Generative AI in Fintech: Unleashing Potential Beyond ChatBots
Fintech’s AI journey has been nothing short of remarkable. The fintech industry, long accustomed to artificial intelligence (AI), is poised for even greater strides, as highlighted by Isabelle Castro Margaroli in Fintech News. According to projections, the AI in fintech market is set to reach a staggering $31.71 billion by 2027, exhibiting a remarkable growth rate of 28.6%. The utilization of AI in fintech has already found its footing, with a staggering 90% of fintech companies already incorporating AI into their operations, as reported by the Cambridge Centre for Alternative Finance.
Yet, within this landscape of technological evolution, a new player has emerged – Generative AI. This novel technology promises to redefine the way we approach financial services, transcending the conventional ChatBots and automation tools that we have become accustomed to. However, it is important to recognize that the industry has only begun to tap into the potential of Generative AI, and there is a considerable journey ahead before it reaches its zenith.
Robert Antoniades, Co-Founder and General Partner of Information Venture Partners, aptly encapsulates the current state of Generative AI in the financial sector: «How is Gen AI being used by financial services? The simple answer is it’s not being used. Certainly not broadly. But what Gen AI has done is it has increased the recognition of the power of AI for financial institutions.» Antoniades elucidates that while companies have started deploying Generative AI tools like Chat GPT to streamline customer-facing processes, the technology’s true transformative impact could lie in revolutionizing the backend of financial services.
However, a significant hurdle remains – accuracy. For Generative AI to fulfill its potential in financial services, it must achieve absolute precision. Regrettably, this precision is currently beyond reach. Recent events have highlighted the perils of inaccurate Generative AI. On June 1, an upheaval ensued on social media when «anonymous sources» seemingly reported that SEC Chairman Gary Gensler had resigned pending an «internal investigation.» Subsequently, these claims were exposed as false, and the source of these erroneous reports? A Generative AI bot.
Antoniades emphasizes the critical need for absolute accuracy in financial services, stating, «You have to understand that in financial services if it’s anything important, it has to be 100% accurate. There’s no room for hallucinations. There’s no room for errors. AI-generated answers are fascinating to see because they’re actually decent, but they are not accurate.» The ramifications of inaccuracies in financial advice and record-keeping could be catastrophic.
However, the potential applications of Generative AI in financial services are profound. Financial advisory services, often out of reach for many due to cost constraints, could become more accessible through Generative AI. This technology could customize advisory services based on individual customer interactions, providing tailored guidance and support.
Antoniades underscores this point: «Gen AI is actually a very interesting use case there of how to provide that interaction and contextualization between the customer and the financial institution. By ingesting all that data, it can now have what one would consider a conversation with a client.»
Moreover, Generative AI has the potential to significantly enhance fraud detection and anti-money laundering (AML) efforts, building upon the already increasing reliance on AI and machine learning models in these domains.
One particularly disruptive application of Generative AI is modernizing the aging infrastructure of the banking system. Powered by COBOL, a programming language dating back to 1959, this antiquated framework has remained largely unchanged while technology has raced ahead. This outdated system is cumbersome to adapt and requires extensive custom programming for any updates.
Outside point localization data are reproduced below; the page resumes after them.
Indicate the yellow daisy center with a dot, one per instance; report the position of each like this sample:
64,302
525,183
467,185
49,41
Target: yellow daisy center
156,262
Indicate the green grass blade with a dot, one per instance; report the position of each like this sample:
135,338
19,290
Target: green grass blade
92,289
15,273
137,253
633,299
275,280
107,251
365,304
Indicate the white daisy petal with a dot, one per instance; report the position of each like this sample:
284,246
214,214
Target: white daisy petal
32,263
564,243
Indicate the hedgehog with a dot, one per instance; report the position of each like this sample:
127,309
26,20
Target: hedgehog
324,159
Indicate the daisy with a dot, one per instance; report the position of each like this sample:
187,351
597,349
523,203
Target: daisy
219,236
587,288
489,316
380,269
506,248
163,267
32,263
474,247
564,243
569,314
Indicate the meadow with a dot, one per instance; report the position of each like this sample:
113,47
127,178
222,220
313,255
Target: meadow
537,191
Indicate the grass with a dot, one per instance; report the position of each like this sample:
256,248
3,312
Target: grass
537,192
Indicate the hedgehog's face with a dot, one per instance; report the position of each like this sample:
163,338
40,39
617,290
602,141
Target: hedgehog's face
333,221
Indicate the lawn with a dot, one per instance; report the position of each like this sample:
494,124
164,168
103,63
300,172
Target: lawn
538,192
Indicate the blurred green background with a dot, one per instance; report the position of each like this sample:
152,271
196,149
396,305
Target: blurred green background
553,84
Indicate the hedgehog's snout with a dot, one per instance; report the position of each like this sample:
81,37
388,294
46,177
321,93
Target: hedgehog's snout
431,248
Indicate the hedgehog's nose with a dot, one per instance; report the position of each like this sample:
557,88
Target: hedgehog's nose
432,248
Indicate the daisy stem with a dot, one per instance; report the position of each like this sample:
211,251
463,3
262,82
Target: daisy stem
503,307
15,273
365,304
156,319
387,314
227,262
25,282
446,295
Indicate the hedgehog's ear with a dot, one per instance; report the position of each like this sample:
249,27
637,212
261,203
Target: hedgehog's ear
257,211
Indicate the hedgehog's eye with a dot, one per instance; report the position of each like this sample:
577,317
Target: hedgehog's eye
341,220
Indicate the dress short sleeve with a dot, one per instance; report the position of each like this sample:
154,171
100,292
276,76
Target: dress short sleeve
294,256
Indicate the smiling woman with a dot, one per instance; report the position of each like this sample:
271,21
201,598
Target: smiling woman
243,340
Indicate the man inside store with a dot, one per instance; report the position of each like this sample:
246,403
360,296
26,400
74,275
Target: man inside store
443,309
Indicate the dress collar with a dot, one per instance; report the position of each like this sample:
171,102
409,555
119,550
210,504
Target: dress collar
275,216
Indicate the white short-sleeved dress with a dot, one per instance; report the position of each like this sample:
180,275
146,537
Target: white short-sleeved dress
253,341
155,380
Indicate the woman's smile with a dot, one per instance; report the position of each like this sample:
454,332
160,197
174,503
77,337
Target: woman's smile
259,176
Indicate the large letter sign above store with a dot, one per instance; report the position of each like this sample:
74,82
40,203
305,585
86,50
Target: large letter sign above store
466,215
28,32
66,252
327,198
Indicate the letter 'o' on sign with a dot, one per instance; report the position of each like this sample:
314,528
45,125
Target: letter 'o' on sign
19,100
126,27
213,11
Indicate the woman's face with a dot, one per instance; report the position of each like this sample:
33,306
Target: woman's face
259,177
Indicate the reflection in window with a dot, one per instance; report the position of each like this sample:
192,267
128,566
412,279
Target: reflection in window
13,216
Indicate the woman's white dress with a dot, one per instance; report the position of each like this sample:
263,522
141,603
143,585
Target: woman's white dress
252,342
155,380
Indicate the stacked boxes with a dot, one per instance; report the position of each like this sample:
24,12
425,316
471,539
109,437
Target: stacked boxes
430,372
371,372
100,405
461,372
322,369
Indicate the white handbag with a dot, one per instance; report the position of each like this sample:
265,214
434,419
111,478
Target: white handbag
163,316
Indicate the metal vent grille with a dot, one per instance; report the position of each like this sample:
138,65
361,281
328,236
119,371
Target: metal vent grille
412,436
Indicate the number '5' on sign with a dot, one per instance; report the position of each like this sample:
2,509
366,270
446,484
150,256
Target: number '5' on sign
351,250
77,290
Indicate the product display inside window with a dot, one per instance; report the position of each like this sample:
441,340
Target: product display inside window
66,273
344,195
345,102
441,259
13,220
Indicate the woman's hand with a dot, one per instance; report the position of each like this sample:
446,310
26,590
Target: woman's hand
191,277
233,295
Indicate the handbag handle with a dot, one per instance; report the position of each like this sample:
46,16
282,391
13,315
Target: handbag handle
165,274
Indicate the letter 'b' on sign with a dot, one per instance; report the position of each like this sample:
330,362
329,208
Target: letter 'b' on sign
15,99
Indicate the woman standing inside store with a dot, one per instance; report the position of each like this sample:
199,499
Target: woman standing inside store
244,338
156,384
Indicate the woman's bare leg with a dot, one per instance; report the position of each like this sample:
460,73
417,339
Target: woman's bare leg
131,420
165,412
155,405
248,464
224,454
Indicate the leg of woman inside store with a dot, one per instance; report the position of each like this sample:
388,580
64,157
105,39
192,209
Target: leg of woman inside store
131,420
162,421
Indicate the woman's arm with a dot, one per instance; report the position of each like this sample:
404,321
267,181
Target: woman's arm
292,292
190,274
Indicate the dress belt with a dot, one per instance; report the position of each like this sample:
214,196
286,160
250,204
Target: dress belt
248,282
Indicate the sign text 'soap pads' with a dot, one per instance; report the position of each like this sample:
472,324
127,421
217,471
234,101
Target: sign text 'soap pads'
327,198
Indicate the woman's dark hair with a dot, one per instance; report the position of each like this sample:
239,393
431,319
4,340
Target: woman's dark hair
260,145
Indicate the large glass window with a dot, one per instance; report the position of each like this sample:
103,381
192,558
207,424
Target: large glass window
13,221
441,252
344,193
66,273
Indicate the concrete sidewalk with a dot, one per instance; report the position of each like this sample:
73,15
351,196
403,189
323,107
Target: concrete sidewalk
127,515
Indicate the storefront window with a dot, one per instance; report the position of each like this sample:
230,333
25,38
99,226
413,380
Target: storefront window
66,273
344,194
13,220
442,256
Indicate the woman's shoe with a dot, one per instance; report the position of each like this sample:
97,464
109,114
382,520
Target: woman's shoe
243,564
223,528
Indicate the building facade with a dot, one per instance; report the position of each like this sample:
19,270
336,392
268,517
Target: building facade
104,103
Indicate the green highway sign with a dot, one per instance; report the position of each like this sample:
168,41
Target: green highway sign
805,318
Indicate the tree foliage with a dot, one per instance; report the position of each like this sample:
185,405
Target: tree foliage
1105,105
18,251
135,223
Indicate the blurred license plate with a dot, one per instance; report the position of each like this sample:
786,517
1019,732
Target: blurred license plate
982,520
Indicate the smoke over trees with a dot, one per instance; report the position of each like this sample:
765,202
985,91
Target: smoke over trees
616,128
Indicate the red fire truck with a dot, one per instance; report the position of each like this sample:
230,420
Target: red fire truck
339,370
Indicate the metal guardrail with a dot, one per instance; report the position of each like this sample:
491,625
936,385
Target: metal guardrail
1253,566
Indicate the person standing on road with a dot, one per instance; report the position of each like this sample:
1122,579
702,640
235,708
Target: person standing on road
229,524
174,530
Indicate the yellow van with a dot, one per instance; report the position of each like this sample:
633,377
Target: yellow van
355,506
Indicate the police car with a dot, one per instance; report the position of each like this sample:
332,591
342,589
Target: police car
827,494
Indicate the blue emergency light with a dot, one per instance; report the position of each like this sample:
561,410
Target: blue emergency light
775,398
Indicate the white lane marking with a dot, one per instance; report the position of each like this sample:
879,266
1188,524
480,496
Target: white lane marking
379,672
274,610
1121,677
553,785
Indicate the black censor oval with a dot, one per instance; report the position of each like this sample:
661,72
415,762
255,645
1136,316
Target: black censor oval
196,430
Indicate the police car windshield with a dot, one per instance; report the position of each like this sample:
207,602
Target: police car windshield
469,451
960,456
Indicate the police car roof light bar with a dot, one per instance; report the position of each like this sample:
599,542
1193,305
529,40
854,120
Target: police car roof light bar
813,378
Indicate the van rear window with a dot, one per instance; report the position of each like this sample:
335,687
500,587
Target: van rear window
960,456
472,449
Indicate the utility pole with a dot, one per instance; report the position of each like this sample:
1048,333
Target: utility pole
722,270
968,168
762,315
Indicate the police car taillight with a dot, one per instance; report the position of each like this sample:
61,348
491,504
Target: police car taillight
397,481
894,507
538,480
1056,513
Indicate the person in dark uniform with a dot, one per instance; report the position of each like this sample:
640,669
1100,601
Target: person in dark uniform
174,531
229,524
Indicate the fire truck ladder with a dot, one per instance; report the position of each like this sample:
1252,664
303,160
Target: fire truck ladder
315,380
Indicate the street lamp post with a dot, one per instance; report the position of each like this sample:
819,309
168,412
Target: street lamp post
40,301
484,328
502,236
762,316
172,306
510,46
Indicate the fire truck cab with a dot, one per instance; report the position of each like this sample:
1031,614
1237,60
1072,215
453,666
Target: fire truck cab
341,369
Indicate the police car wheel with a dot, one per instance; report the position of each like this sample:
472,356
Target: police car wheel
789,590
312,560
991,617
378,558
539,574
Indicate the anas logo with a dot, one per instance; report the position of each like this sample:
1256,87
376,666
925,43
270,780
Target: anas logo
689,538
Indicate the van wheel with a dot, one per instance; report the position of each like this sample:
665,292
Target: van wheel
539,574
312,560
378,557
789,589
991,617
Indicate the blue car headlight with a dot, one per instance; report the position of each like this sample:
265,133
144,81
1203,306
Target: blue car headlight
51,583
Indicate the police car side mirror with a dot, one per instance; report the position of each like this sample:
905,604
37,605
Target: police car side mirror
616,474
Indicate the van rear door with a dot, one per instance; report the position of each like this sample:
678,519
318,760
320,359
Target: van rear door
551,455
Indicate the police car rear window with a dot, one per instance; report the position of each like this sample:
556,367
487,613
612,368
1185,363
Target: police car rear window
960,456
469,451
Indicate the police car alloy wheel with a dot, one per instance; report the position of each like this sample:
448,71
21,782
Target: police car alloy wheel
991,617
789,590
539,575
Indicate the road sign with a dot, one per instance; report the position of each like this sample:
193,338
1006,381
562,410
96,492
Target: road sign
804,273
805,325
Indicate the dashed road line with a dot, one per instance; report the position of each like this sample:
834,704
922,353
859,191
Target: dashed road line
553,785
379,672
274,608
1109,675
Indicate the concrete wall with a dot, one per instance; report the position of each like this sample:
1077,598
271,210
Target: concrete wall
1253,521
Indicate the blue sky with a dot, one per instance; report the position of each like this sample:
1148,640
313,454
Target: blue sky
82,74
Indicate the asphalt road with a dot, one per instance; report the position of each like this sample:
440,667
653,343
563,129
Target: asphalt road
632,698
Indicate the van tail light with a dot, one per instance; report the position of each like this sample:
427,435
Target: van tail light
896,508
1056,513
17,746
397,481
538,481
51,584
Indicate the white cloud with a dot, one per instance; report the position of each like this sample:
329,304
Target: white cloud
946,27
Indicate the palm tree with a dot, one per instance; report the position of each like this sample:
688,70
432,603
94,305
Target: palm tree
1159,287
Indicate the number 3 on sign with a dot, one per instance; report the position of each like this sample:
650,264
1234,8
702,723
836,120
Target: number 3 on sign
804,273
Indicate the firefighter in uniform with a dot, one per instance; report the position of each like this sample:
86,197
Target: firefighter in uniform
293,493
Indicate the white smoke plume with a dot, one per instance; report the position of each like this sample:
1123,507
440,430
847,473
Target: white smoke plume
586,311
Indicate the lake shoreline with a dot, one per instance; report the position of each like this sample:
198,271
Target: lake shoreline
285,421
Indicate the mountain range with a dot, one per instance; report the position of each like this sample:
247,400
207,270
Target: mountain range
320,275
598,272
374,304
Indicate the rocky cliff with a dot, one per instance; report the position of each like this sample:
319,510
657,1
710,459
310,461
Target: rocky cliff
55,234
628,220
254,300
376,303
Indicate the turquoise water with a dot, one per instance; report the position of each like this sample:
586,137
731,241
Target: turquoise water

Antoniades proposes a solution: «I think about this as a way to modernize infrastructure. Generative AI could be used to rewrite the archaic COBOL code and provide a patch to expedite the transition to a new, modern infrastructure.» The stakes are high when dealing with legacy systems, as any errors could have catastrophic consequences.
As Antoniades succinctly puts it, «When you make a deposit in your bank account, you want to know the money’s there. It’s not that it can be there 99.9% of the time. It’s always there. When they give you advice, they really should be 100% accurate. It shouldn’t be 90% accurate.»
The potential for Generative AI in fintech is undeniable, and financial institutions are acutely aware of it. The industry’s next challenge is to push forward with development until GenAI’s outcomes approach perfection. The horizon of financial services is poised for transformation, and Generative AI is the harbinger of this profound change.